Betrieben wird die Idee maßgeblich vom wegen Stasi-Verdachts gekündigten Rektor der HUB, Heinrich Fink, den 15 ForscherInnen sowie dem seit 1982 bestehenden Magnus-Hirschfeld-Institut. Die Hirschfeld-Freunde setzen sich schon seit Jahren für die Erfüllung des Vermächtnisses des Forschers ein. Er hatte bestimmt, daß das Institutsvermögen zur Errichtung eines Lehrstuhls für Sexualforschung verwendet werden solle.

Vorgestellt wurde das Profil der geplanten neuen Einrichtung am Mittwoch abend bei einem Hearing an der HUB. Die Westberliner Frauenforschrin Christina Thürmer- Rohr betonte daß der „gesellschaftliche Ort für den forschenden Blick ein große Rolle“ spiele und kritisierte die Abspaltung der Praxis von der Forschung. Der Frankfurter Sexualwissenschaftler Volkmar Sigusch sprach von einer „andromorphen Sexualwisschenschaft“. Daß es auch um Wiedergutmachung an Hirschfeld und den verfolgten sexuellen Minderheiten gehe, betonte der Medizingeschichtler Günter Grau.

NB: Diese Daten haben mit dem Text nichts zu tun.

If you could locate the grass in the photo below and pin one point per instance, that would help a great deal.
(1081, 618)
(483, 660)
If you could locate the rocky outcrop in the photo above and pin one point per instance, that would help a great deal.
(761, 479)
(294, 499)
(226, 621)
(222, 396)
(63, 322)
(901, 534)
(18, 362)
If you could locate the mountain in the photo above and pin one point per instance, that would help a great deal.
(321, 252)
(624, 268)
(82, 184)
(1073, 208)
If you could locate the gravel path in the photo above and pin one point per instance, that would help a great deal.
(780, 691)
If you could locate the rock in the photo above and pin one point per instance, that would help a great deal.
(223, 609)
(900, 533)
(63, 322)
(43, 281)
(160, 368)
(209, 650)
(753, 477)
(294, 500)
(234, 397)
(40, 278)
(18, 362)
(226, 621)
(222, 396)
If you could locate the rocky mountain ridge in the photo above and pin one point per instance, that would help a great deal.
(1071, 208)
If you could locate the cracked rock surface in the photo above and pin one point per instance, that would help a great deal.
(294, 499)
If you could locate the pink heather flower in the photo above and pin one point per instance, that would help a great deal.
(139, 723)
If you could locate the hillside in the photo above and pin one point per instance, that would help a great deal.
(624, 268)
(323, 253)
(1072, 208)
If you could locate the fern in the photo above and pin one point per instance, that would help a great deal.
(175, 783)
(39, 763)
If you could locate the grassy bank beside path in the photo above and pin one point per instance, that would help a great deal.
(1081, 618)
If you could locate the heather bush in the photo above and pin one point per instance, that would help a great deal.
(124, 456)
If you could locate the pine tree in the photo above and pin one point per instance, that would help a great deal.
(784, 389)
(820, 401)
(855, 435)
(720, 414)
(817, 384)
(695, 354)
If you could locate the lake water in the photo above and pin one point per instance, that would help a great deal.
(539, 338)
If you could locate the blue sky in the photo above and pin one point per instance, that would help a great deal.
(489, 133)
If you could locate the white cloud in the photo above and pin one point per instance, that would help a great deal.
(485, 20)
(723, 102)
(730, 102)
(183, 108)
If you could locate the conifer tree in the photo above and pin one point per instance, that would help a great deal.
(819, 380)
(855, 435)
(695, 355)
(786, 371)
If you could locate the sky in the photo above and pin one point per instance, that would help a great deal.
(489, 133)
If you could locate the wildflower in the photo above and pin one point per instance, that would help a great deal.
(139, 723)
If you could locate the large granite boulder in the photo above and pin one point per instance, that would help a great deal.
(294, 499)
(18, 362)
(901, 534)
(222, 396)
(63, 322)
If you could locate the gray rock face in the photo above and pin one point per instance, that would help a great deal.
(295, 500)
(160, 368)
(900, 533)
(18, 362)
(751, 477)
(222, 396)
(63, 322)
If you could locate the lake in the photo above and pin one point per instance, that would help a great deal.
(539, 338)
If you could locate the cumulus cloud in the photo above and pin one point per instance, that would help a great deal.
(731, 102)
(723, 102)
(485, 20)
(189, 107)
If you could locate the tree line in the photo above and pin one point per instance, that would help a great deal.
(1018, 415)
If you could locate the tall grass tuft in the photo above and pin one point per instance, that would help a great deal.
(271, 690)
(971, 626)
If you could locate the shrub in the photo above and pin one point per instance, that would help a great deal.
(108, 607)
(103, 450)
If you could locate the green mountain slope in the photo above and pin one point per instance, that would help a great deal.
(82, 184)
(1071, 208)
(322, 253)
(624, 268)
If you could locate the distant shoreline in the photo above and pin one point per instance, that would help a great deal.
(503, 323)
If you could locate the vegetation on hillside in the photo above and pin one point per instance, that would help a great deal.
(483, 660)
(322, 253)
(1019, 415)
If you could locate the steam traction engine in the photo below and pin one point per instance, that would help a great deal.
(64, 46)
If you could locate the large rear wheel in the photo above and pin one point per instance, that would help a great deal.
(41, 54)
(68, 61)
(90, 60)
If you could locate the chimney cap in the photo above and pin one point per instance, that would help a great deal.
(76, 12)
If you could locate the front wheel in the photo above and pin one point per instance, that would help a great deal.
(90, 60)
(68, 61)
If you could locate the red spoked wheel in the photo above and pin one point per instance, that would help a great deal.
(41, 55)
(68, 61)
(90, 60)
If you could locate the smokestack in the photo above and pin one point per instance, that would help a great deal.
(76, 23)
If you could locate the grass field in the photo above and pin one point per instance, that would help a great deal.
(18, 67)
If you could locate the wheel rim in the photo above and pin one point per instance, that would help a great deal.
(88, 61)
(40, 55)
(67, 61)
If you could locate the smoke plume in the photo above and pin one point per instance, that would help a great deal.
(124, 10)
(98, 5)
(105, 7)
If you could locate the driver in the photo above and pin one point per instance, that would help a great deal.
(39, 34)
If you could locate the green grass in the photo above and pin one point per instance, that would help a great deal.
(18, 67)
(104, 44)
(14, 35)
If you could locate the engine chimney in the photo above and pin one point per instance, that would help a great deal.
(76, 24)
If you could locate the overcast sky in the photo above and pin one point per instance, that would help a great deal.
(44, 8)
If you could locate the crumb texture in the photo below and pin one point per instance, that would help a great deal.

Die Hamburger Sexualforscherin Margret Hauch forderte die Öffnung der Sexualwisschenschaft für feministische Forschungsansätze und der Bremer Soziologe Rüdiger Lautmann stellte die gesellschaftliche Konstruktion der Zweigeschlechtlichkeit in den Mittelpunkt. Begrüßt wurde das Projekt auch von Organisationen wie der Gewerkschaft GEW, der Gesellschaft für Sexualwissenschaft in Leipzig und dem Mädchenprojekt „Wildwasser“.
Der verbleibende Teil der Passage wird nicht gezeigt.